The Azure Hybrid portfolio currently consists of several services such as Azure Stack, Azure Update Management, and Azure File Sync. The tech giant is now expanding this portfolio with Azure Arc and as Thomas Maurer, cloud advocate at Microsoft, summarizes it in his recent blog post:

In the new world where organizations run servers, containers, and applications across multi-cloud environments, on-premises locations, and the edge, managing these hybrid resources becomes challenging. Azure Arc enables cloud-native Azure management across any infrastructure and also allows you to run Azure data services to be deployed anywhere. It includes hybrid server management, Kubernetes and Azure data services.

Brendan Burns, a distinguished engineer at Microsoft, stated in a tweet:

Helping deliver consistent management and policy for Kubernetes, virtual machines and data services anywhere your workload takes you!

The following diagram from the Azure Arc launch material illustrates the general concepts of how this product fits in with a multi-cloud operating model.

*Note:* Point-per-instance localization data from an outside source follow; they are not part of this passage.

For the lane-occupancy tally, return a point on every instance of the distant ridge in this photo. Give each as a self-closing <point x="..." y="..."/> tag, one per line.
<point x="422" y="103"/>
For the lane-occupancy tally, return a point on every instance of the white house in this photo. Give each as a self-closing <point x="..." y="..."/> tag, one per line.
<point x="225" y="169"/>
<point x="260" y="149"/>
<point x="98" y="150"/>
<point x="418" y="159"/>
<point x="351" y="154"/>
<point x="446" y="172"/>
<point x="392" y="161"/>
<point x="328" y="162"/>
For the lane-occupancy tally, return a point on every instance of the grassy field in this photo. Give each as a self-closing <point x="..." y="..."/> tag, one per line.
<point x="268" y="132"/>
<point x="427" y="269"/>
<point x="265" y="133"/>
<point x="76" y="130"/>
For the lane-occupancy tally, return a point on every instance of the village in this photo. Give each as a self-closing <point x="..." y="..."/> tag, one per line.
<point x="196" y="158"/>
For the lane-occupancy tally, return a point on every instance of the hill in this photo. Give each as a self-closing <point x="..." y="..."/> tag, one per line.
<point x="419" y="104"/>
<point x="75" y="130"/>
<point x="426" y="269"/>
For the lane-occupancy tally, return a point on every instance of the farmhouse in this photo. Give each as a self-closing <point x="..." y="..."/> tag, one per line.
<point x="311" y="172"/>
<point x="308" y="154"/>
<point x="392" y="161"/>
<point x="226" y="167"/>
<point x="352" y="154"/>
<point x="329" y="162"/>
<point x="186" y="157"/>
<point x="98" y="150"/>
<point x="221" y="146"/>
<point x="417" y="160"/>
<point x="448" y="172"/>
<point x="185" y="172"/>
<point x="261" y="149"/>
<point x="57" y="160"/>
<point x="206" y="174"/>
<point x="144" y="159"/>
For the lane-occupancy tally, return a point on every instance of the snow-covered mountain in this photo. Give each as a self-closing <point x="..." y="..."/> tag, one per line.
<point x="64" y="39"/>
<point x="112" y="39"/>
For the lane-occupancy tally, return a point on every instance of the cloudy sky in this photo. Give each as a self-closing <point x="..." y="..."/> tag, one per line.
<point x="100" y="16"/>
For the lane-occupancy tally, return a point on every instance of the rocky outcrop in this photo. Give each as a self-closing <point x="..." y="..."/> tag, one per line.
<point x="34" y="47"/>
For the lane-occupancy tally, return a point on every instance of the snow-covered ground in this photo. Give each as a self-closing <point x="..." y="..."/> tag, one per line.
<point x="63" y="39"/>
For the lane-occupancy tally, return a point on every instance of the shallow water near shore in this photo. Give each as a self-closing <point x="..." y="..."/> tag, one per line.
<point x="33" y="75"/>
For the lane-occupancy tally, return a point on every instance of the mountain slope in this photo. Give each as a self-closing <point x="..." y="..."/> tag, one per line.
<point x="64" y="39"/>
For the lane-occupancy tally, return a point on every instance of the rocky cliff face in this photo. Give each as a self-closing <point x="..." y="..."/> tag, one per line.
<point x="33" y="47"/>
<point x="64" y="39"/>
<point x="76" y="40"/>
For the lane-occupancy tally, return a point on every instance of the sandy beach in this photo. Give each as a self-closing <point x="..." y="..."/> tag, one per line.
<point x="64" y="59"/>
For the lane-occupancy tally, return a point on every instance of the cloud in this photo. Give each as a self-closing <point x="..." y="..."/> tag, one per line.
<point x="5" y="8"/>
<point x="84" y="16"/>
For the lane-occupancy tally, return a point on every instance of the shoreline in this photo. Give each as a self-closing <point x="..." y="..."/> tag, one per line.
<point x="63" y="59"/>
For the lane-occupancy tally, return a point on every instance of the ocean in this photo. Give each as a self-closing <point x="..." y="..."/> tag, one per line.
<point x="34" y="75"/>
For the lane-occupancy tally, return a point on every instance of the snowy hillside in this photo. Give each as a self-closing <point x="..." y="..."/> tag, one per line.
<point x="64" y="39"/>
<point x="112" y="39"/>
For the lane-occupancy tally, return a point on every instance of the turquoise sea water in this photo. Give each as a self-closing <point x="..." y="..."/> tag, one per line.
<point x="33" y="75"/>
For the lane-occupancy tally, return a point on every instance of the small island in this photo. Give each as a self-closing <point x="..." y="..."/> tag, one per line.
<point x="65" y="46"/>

Source: https://azure.microsoft.com/en-us/blog/azure-services-now-run-anywhere-with-new-hybrid-capabilities-announcing-azure-arc/

With Azure Arc, Microsoft expands the boundaries for Azure Resource Manager (ARM) to resources outside the realm of Azure services. ARM is the layer between Azure resources and the control pane for the cloud platform – the so-called "Fabric Controller". All resource provisioning operations go through this controller, including the state the resource is in, which now also applies for virtual machines (VMs) running on top of VMware vSphere, Amazon EC2, and Google Compute Engine. Moreover, users can register any VM – even ones behind a firewall or proxy, and have an agent running like the one running inside Azure VMs for communication.


Source: https://www.thomasmaurer.ch/tag/azure-arc/ 

Furthermore, with Arc users can:

  • Register and manage Kubernetes clusters like Amazon EKS and Google GKE
  • Run managed database services, such as Azure SQL Database and PostgreSQL Hyperscale, in a hybrid and multi-cloud environment 
  • Deploy "cloud-native" applications to either VMs or Kubernetes clusters that are a part of Azure Arc

The release of Azure Arc is Microsoft's response to developments in the hybrid, multi-cloud space. For instance, earlier this year, Google made Anthos generally available, a service for hybrid cloud and workload management that runs on the Google Kubernetes Engine (GKE). 

Both Anthos and Azure Arc are fundamentally similar; each service takes advantage of Kubernetes as a foundation to run managed data services. Furthermore, both services allow registration of external clusters and provide management through the same control plane, and they also let customers deploy applications across multiple clusters. However, the critical difference is that with Azure Arc customers can mix and match physical servers, VMs, and Kubernetes clusters within the hybrid environment. 

Lastly, Amazon, the other big cloud vendor, currently does not have a service available like Anthos or Azure Arc. Holger Mueller, principal analyst and vice president at Constellation Research Inc., told InfoQ:

CxOs want to avoid lock-in - and this is a key step ahead. It's a Harvard case study - 1st the #3 -Google needs to open up, then #2 - Azure follows – and now all eyes on AWS.

Furthermore, Mueller added:

It's good for enterprises as it makes workloads transportable.

With Azure Arc currently in preview, there are no costs for using the service, other than the cost of the underlying compute resources.